Thank you, Madam Chair.
Good afternoon, and thank you for the opportunity to speak to you today.
As a lawyer specializing in immigration law for more than 25 years, processing delays have been a thorn in my side for virtually my entire adult life, but I have never seen the situation this bad.
The impacts of delay that I have seen personally in my own practice over the last few years have been heartbreaking—marriages breaking down, two-year-old children who have never met their fathers, clients having mental breakdowns and experiencing financial ruin.
I’d like to focus today on identifying two causes and two solutions. To put it in a nutshell, my view is that two of the biggest causes of processing delays and application backlogs are, number one, outdated and ineffective IT systems and, number two, a culture of secrecy.
Decades of lack of investment into IT infrastructure by governments of both political stripes left IRCC very flat-footed when the pandemic hit. With all the technology available to us tody, there simply was no effective emergency plan put in place to deal with the work-from-home situation, no effective plan put in place for how to interview applicants remotely.
To its credit, IRCC is now pushing toward online processing, which is very laudable. However, it seems that every new online system is full of glitches, to the point where we lawyers are actively resisting the move to mandatory online processing because, frankly, it is nothing short of a dumpster fire. It is characterized by disappearing data and almost daily system-wide crashes. We can surely do better.
IRCC's culture of secrecy is another major factor. My colleague Kareem El-Assal testified about this before you recently, and I can only say that I agree with him in his comments on the lack of transparency.
Let me show you how secrecy breeds delay though a very typical example that happens in my office every day. A file has exceeded its processing times, and we don’t know why. Government instructions tell us to send a web form inquiry. We do it, but either it doesn’t get answered at all, or we get a nonsense response that tells us nothing, usually more than four weeks later, which is way too late to be useful. Then that forces us to go and bother the good folks at the case management branch. Sometimes that works, and sometimes it doesn’t.
Then we have to bother you, members of Parliament, which, again, sometimes helps and sometimes doesn't. Then we're forced to bother the Access to Information Office. That takes months, which doesn’t really help us. As a last resort, we're then forced to go to the Federal Court and bother the Federal Court and the Department of Justice through litigation.
You can quickly see how this goes exponential very fast, and it ends up making a lot more work for everyone, including IRCC. It’s a waste of valuable resources at every level. If we could just get a clear reply the first time, we wouldn't have to do any of this.
My colleague Mario Bellissimo testified in front of this committee in May, and he proposed the idea of an ombudsperson. I certainly support that idea, but wouldn’t it be nice if we could simply communicate with one another clearly and on time so that we didn’t need one?

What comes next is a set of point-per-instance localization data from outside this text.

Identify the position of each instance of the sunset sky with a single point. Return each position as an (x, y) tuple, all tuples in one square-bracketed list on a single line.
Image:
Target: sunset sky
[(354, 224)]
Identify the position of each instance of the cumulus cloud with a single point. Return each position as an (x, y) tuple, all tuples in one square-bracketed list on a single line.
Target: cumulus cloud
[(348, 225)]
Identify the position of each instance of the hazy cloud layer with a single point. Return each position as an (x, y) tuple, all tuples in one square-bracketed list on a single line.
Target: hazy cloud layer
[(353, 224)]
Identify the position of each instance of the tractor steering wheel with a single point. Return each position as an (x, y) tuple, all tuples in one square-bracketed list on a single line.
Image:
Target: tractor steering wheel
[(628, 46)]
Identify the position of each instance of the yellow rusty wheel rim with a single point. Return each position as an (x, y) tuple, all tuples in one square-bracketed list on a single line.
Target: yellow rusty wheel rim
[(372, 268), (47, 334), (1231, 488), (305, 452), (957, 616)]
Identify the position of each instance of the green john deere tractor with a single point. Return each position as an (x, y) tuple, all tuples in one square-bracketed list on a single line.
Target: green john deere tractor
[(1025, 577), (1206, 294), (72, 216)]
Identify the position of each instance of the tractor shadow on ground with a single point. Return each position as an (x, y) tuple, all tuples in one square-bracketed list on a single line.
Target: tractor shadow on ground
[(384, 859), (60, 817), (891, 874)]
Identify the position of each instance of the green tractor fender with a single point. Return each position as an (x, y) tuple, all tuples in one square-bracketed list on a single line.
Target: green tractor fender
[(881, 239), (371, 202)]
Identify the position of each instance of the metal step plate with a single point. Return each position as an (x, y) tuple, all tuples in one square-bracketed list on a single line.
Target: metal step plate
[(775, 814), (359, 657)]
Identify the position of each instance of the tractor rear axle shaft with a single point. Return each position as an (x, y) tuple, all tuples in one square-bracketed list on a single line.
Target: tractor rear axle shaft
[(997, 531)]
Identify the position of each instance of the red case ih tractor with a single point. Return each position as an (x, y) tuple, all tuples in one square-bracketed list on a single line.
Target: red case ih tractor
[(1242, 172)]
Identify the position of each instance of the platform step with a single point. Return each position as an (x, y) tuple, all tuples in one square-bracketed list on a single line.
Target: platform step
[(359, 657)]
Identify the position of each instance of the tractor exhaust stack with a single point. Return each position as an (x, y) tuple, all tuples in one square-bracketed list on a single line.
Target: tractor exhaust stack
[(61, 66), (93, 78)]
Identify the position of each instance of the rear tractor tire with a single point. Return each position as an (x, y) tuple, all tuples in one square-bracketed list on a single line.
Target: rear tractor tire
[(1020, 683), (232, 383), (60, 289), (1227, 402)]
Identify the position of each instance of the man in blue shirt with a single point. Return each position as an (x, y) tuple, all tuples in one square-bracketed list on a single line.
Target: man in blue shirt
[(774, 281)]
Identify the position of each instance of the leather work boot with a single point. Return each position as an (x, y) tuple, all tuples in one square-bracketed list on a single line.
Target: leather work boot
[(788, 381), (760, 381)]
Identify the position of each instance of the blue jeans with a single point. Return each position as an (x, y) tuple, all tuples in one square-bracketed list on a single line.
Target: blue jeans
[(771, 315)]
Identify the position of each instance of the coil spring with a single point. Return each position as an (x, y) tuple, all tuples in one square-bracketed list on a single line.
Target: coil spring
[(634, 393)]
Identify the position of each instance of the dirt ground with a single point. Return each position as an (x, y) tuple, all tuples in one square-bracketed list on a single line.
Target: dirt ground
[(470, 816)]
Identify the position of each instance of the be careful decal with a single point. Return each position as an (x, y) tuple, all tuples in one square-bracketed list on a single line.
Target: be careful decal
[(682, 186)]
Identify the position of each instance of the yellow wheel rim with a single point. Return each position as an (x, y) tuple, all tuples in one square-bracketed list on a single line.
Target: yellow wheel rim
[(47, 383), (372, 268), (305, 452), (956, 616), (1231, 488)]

Even if all of these problems could be fixed overnight, what do we do with this massive backlog? Two things I think could give immediate relief.
First, switch all non-security-related interviews to video. It should be the default. That way, officers in any location in the world could conduct interviews without being limited by geography or logistics. If the refugee protection division can make life-and-death decisions on credibility assessments judged by video, surely we can manage administrative interviews in the same way.
Second, take all of the borderline cases and simply waive the interviews and push those cases through, in the interest of getting through a large volume of cases quickly. Yes, that will mean that a few people will get through the system who shouldn’t have, but frankly, at this point it is the cost of doing business because the damage that's being imposed by the backlog far outweighs any potential damage that could be caused by the odd person who gets erroneously approved.
In closing, I would also encourage a closer look at what did work. For example, humanitarian and compassionate processing actually improved during COVID. It's the only line of business I’m aware of that got faster instead of slower. I want to acknowledge them for doing an excellent job during very difficult times. What did they do differently? Looking at examples of success like that could yield some helpful clues for all of us.